How the Wines of the Southern Rhône Are Shaped by a Mighty Wind

The fabled mistral dries the vineyards and concentrates flavors in the region
The Mistral


How does the mistral affect the wine made in the southern Rhône?

The mistral is a wind that blows from northern and northwestern France to the southeast, traversing the Rhône valley on its way to the Mediterranean. It is caused by high pressure in the Bay of Biscay offset by low pressure in the Gulf of Genoa, conditions that are most common in the winter and spring. By the time the wind reaches the southern Rhône, it commonly exceeds 50 mph, and often blows for days in a row. There are stories of people in the region becoming depressed by its relentless force. Farm houses in Provence are built with a windowless wall facing north to defend against it. Vines grow bent permanently to the south in response to it, which doesn’t affect the flavor of the wine made from these vines’ grapes but does attest to the mistral’s force.

How does the mistral affect the wine made in the southern Rhône? On a recent media visit to the region, I asked two winemakers that question.

Rodolphe de Pins, owner/winemaker of Château de Montfaucon, near Châteauneuf-du-Pape, put it thus: “It's a real help to fight disease. During vintage, after a rain, it dries out the grapes but also helps to dry the soil so it allows the vigneron to go back in the vineyard earlier and sometimes save the harvest.” Because of its dehumidifying effects, he continued, “It can stop or reduce any development of fungus, botrytis, mildew, etc., so in general it helps reduce the number of sprayings required for any kind of viticulture — conventional, organic, biodynamic. It makes it easier to grow organic.”

How different would the viticultural landscape look without the wind? De Pins again: “In general, without the mistral, our region would certainly be much more humid, due to Mediterranean influence and the Rhône itself.” He added that agronomists have said that, without the mistral, the region would look more like the swampy countryside of the nearby Camargue.

Nick Thompson, proprietor and winemaker at Domaine de L’Ameillaud in Cairanne, agreed: “One could simply extrapolate that without the mistral there would be a higher exposition to disease.” Without the wind, he said, “Everything turns upside down. There would be a brutal change in the climate and since climate has a critical impact on the choice and growth of grapevines, we [would] have a big problem. There are not that many varieties of vines that support the Mediterranean climate. Who knows what would happen if there was no wind? I guess that we would have either no vineyards or at least something completely different.”

Not all the effects of the mistral are beneficial to grape growers, however. “It also has a huge influence on temperature, in all seasons,” said de Pins. It can lower it by 10 degrees or more. “For example,” he said, “a normal summer temperature here of 32 degrees Celsius [90 degrees Fahrenheit] without the mistral can be 25 C or 26 C [77 F or 79 F] with the mistral. In winter, the effect is even worse, 5 C [41 F] without the mistral is fine, but the same day with a 100 kph [62 mph] mistral will accentuate the cold feeling by five to ten degrees. Just as a story, my wife, who is Finnish, says she had never had felt so cold before coming here.”
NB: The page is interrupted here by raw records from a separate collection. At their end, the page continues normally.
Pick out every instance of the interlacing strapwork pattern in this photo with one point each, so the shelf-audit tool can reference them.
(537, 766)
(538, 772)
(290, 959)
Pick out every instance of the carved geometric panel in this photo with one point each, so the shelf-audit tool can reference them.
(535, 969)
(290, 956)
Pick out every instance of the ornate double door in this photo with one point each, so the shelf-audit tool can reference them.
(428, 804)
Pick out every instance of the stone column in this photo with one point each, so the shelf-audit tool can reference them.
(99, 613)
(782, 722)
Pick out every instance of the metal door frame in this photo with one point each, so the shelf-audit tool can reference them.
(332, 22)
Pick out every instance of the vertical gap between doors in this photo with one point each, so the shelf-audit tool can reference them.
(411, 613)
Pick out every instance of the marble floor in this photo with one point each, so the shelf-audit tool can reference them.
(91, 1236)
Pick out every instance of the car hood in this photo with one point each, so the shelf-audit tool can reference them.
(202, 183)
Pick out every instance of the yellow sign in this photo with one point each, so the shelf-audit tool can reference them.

Another difference observed by de Pins: “During flowering, the mistral can be responsible for many flowers dropping, which will have an effect on the quantity. Too much flower dropping can be dramatic, but in general it works well for quality when it is not over 30 percent [of the fruit]. It helps the vines to have more intense fruit and flavor.” The mistral, then, can have “a positive influence if you are looking for quality or a negative one if you look for quantity.”
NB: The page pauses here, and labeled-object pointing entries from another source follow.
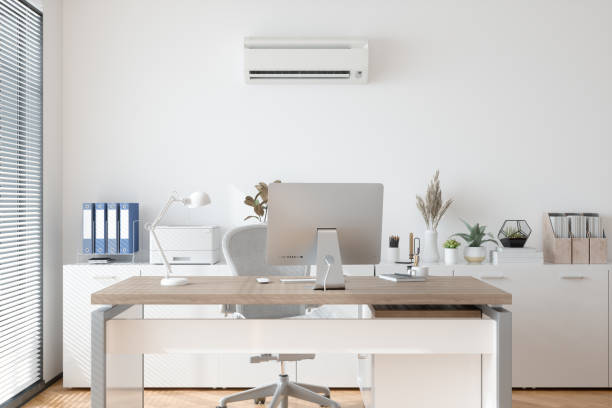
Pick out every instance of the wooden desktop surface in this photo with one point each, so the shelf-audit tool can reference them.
(459, 290)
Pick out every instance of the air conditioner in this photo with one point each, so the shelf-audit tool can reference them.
(305, 60)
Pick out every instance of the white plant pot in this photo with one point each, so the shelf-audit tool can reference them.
(451, 256)
(475, 255)
(430, 250)
(392, 254)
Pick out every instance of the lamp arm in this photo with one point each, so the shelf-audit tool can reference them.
(154, 225)
(163, 212)
(163, 254)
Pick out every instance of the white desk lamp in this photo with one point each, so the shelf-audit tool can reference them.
(196, 199)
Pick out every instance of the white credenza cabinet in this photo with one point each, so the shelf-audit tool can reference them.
(80, 281)
(559, 322)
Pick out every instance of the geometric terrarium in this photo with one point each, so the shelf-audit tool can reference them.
(514, 233)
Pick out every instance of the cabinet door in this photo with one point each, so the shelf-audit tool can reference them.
(559, 322)
(80, 281)
(182, 370)
(330, 369)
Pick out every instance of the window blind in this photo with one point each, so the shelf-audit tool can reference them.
(20, 197)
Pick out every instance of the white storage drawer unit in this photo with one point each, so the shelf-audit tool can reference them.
(186, 245)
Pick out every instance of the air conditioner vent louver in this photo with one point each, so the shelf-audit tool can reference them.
(273, 74)
(324, 60)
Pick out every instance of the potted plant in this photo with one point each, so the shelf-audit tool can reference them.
(451, 252)
(432, 208)
(475, 253)
(514, 233)
(259, 202)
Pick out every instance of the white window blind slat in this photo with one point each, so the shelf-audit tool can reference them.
(20, 197)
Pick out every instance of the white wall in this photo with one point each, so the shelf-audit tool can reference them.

Also, he said, “In the spring, when the shoots are very tender, if the mistral blows very strongly it can break many of them, causing a loss of production but also modifying the structure of the plants, which will make them more complicated to prune the next winter.”
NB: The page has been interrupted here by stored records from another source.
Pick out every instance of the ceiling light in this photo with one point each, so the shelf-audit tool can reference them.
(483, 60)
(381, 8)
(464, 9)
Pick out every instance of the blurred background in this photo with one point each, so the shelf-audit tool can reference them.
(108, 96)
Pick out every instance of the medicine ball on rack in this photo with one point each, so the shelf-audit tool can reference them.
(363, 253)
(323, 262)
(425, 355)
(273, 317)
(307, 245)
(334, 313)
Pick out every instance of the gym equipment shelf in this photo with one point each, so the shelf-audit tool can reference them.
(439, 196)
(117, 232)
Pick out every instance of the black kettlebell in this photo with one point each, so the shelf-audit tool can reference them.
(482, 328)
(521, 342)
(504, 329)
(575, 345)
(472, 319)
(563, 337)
Nick Thompson notes the wind’s effect on small shoots: “The ideal is to have some windy days when the shoots are small. They seem to anchor in better to the trunks. The damage is done when the shoots are 20 to 30 cm [about 8 to 12 inches] long and have seen no or little wind. Since the wind blows in gusts, this causes breakage.” He adds: “What vines do not like in particular is radical changes in the ambient temperature at flowering time. Too warm [a temperature] seems to lower fertility, and too cold also. It is the sudden variation that is the problem, particularly on grenache. In late May or early June a strong mistral could certainly upset things, but also its absence.”

One other effect of the mistral noted in the literature is that it extends so high in the atmosphere that it tends to clear the sky of clouds. This increases the number of hours of sun each year.

I wonder if the absence of the mistral would allow the growing of taller vine trellises. That would change the choice of grape varieties, canopy management, and yields.


On balance, de Pins says of the mistral: “It has positive and negative influence. Overall? I think way more positive — especially on the final quality of the wines.”